Saturday, March 07, 2009
Even in a corpus of literature deemed major like American literature, there exists a collection of literary texts that belongs to what is pejoratively labeled as minor literature. With minor, I borrow from Karen Caplan who asserted that “being ‘Minor’…is not a question of essence…but a question of position—a subject position that can only be defined, in the final analysis, in political terms, that is, in terms of the effects of economic exploitation, political disenfranchisement, social manipulation, and ideological domination on the formation of minority subjects and discourses.” Hence, in the midst of canonical writings like those by Ernest Hemingway, William Faulkner, Tennessee Williams, Arthur Miller, Robert Frost, e.e. cummings and other (mostly) white male literary heavyweights, minor literature by women, blacks, diasporic races (like our very own Jose Garcia Villa) and other Others has been made to play second fiddle. It does not matter if the minor literature possesses “‘enlightenment’ or ‘maturation’ of the individual as he becomes gradually integrated into the larger social whole,” according to Filipino postcolonialist Priscelina Patajo-Legasto; the fact that it was written by authors whose subject position is the West’ Other makes for its unfair qualification as a marginalized literature.

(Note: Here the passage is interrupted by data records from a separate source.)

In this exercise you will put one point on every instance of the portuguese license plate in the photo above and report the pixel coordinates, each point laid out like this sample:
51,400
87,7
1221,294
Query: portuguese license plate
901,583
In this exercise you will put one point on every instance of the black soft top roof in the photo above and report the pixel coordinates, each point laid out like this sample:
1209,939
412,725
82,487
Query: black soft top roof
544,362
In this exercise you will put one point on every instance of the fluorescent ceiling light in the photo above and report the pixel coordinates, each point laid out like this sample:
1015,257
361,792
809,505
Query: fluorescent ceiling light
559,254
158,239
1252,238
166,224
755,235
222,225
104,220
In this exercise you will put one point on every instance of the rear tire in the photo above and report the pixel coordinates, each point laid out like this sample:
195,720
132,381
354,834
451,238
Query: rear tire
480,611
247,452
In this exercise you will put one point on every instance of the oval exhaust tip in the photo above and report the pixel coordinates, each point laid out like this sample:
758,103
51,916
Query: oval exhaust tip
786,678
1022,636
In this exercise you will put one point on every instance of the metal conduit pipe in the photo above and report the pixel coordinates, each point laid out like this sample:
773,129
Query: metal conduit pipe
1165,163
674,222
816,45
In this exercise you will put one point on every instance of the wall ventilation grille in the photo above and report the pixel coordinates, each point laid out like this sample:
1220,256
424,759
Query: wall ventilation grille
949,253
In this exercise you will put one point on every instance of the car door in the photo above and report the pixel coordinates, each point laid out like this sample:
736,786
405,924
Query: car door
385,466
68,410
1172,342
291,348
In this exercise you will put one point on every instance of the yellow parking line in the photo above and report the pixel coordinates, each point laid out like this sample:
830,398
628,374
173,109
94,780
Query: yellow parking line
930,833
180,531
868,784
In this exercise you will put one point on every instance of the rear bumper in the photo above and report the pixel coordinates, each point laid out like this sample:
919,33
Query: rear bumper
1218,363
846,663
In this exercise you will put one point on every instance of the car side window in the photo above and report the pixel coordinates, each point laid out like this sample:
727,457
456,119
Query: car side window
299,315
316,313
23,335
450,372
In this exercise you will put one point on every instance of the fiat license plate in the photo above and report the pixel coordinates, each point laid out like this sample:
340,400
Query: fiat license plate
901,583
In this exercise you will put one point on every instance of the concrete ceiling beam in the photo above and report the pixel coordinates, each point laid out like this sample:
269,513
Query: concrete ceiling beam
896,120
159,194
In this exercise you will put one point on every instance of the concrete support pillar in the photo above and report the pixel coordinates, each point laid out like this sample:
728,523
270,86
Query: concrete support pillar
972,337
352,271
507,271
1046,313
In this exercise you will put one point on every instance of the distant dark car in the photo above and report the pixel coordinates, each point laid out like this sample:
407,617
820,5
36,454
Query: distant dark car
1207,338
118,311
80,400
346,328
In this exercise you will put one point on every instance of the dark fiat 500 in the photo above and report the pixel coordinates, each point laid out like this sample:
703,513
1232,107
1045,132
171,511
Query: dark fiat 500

To this category do poems like Tato Laviera’s “Latero Story,” Cathy Song’s “Blue Lantern” and “The Youngest Daughter,” Garrett Hongo’s “Who Among You Knows the Essence of Garlic?” Bernice Zamora’s “On Living in Aztlan” and novels like Leslie Marmon Silko’s Ceremony are designated. Because of Western hegemonic politics, these minor literary texts’ aesthetic value gets ignored and often in their inclusion in American literary studies, it is to the fulfillment of homogenizing and/or exoticizing ends. However, I wish to put forth an alternative possibility that in studying these texts side by side with the perceived canon of contemporary American writing, the project is to reclaim the position of ethnic American writers as legitimate parts of American literature. Through reterritorialization in this major body of literature, universal literature gets demythicized as dissident voices from the margins, i.e. Latinos like Laviera and Zamora, Asian-Americans like Song and Hongo and Native Americans like Silko become objects of serious literary studies, redeemed from what Walter Lowenfels laments as the genocidal rejection of writers of color juxtaposed against a literary pseudostandard that render them underrepresented. Ultimately, when the Western aesthetic ideologies are explained to work on behalf of Western hegemony but, simultaneously, to the detriment of writings considered minor politically, this subversion of universal literature will succeed in elevating minor literature from the margins.